Britain's two-man bob team of Brad Hall and Nick Gleeson finished fourth at the World Championships in Whistler less than a month ago - a result equalled the nation’s best World Championship two-man result for more than 50 years.
The women’s team led by Mica McNeill continued to make similarly significant progress, posting a career best fourth-place finish at a World Cup race in January, less than 12 months after recording the country’s best female finish at an Olympic Winter Games, finishing eighth.
McNeill was only outside the top 10 once in World Cup competition all season.
The BBSA received funding of £350,000 ($450,000/€400,000) for last season but even that has now been cut.
"British Bobsleigh has a long history of participation and success at elite level and we will now focus all our efforts on finding sponsors and donations to ensure that we have teams on the ice representing GB next winter and through to the Beijing Olympics,” Poulton said.

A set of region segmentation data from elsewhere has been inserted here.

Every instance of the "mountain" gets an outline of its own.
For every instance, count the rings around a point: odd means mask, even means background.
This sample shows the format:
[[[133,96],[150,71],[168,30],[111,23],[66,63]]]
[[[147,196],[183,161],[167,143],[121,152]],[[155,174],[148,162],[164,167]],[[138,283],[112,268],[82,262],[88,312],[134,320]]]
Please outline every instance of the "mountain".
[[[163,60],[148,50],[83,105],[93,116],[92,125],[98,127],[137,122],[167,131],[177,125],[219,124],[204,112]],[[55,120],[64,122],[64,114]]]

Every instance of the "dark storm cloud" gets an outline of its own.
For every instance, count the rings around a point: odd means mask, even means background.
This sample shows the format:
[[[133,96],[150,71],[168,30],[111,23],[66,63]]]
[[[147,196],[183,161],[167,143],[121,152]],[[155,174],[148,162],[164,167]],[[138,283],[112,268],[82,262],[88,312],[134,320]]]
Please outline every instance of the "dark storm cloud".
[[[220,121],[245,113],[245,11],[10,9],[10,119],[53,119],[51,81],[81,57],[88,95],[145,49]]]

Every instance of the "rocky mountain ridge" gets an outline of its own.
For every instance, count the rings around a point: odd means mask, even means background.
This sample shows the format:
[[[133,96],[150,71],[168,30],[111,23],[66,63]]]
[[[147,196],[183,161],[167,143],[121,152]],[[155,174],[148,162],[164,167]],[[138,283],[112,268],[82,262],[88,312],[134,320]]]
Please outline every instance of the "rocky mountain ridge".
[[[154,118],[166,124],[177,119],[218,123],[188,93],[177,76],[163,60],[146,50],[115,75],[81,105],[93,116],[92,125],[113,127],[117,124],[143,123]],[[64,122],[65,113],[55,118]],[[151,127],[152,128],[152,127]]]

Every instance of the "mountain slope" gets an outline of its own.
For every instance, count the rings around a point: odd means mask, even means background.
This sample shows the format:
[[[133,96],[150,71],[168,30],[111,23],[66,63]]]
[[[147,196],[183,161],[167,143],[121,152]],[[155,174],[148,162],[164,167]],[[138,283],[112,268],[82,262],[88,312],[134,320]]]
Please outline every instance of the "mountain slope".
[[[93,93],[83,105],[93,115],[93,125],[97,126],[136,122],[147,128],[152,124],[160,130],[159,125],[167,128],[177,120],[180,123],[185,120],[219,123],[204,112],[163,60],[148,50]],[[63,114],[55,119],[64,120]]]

"We will be doing everything we can to ensure the team can get to China - especially as we believe they can be in the mix for medals if they get there - and we would love to hear from companies and individuals who share that desire and that belief in this team."
Britain's team of John James Jackson, Stuart Benson, Bruce Tasker and Joel Fearon last week were officially moved from fourth to the bronze medal in the four-man at the 2014 Olympic Games in Sochi following the disqualification of Russia.
It was Britain's first Olympic medal in the sport since Nagano 1998.
"Bobsleigh is a great sport with huge entertainment appeal. It requires athletes of the highest physical standard and is a true test of physical and mental skill befitting an Olympic sport," Lee Johnston British Bobsleigh’s performance director and head coach, said.
"I have seen some real success stories during my 25 years in bobsleigh and I believe the current crop of athletes and coaches have the ability to add to those.
"We are on an upward trend and we have achieved some hugely impressive results over the last two seasons and I am convinced that both our male and female athletes are true medal contenders for Beijing 2022."